From Locked In to Logged On
The programmatic shift is real, and it’s continually picking up steam.
Last week, I had the chance to be on stage with Bill Murray of Warner Bros. Discovery for a panel hosted by The Trade Desk in Washington. It was a great opportunity to connect with industry partners and see folks in the space I don’t get to chat with as much as I’d like.
To sum up our conversation, political media buying is in the middle of a transformation that isn’t unique to our vertical. There’s the old world of locked-in IOs, and a new logged-on, biddable reality. And while the technological framework can feel abstract at times, what’s at stake is simple: control, flexibility, and accountability for campaigns that cannot afford to leave any of those on the table.
For those who were in the room, you’ll remember that we had a bit of an AV mishap and needed to wing it on the mic front. Not what you want in a room full of your peers, but that’s show business. Ironically, it was analogous to the connectivity we were talking about: sometimes you yell over it, sometimes you reroute, and sometimes you fix it in post.

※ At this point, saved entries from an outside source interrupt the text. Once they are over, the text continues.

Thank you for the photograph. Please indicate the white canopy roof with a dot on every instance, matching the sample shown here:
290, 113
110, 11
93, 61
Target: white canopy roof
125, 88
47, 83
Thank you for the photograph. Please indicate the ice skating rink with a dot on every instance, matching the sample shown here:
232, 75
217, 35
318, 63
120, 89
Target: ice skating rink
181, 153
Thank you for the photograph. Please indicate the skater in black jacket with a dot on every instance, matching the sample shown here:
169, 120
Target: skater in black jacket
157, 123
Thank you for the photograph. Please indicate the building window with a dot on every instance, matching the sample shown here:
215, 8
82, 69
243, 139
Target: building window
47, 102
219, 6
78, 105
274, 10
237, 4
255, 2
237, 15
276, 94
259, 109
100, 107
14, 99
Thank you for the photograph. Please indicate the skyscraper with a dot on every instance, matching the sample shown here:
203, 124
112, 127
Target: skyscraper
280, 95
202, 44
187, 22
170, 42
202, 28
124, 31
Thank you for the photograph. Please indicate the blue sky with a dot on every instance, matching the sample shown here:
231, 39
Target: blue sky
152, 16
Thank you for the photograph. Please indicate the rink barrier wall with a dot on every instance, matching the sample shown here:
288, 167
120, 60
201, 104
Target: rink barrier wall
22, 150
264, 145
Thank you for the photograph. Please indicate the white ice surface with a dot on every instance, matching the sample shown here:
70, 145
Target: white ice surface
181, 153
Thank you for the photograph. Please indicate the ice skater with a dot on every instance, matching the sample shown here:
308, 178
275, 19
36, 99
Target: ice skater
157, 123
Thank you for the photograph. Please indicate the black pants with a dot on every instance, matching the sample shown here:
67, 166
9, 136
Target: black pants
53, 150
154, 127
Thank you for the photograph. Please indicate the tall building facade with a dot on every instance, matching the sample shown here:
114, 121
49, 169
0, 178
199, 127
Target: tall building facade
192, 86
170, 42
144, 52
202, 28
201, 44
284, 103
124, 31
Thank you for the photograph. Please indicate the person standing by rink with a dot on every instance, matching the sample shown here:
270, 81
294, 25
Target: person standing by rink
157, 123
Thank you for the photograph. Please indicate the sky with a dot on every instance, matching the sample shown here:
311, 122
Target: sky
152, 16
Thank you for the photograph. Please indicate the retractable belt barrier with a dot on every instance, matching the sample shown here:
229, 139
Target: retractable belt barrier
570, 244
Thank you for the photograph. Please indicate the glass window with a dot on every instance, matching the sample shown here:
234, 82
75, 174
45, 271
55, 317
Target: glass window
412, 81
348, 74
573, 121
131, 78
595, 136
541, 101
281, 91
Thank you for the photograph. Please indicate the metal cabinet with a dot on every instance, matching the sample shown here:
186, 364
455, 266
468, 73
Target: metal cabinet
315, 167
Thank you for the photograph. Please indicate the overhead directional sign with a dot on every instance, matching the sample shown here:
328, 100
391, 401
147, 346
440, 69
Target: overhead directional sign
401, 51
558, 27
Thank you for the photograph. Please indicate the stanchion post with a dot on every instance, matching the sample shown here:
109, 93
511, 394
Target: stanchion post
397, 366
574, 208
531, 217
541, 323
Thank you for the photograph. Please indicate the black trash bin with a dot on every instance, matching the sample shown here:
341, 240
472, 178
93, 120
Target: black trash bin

Once we got rolling, a few core themes stood out:
Don’t outsource your brain.
Managed service has a place, but when it becomes a permanent crutch, agencies lose technical proficiency. If you don’t know how to run what your partners are running, you can’t effectively evaluate whether they’re delivering as promised. That gap didn’t matter in a banner-ad buy circa 2012, but in 2025 it’s malpractice.
Programmatic isn’t anti-IO, it’s pro-control.
I’m not out to erase direct IOs, as I sometimes get (fairly) tagged for. But programmatic gives you control across timing, geography, frequency, and data. It doesn’t replace publisher relationships; it reframes them through pipes that buyers can actually control.
CPMs aren’t the problem, outcomes are.
Yes, premium CTV CPMs can look steep. But when you’re buying into the same screen as linear, with the added precision that makes spend more accountable, it’s worth it. Paying for waste is cheaper on paper — but it’s still paying for waste.
2025 is the testing ground.
This fall is the sandbox. It’s the time to pressure-test platforms, attribution, and publishers before 2026 raises the stakes. Don’t wait until next fall to discover how long a vendor takes to turn around creative approval or greenlight a direct buy.
While our panel was quick, the conversations carried into the reception afterward. That was the most encouraging part — the industry is moving in the right direction. Buyers, platforms, and publishers are converging on the same priorities: access and flexibility. That momentum matters heading into a cycle where every dollar will be stretched under pressure.
Big thanks to TTD for pulling the room together, to Dave Clark for moderating, and to Bill and WBD for their commitment to making premium inventory accessible and biddable in the political space.
The value in sessions like this is sharpening habits together: test early, learn quickly, insist on control.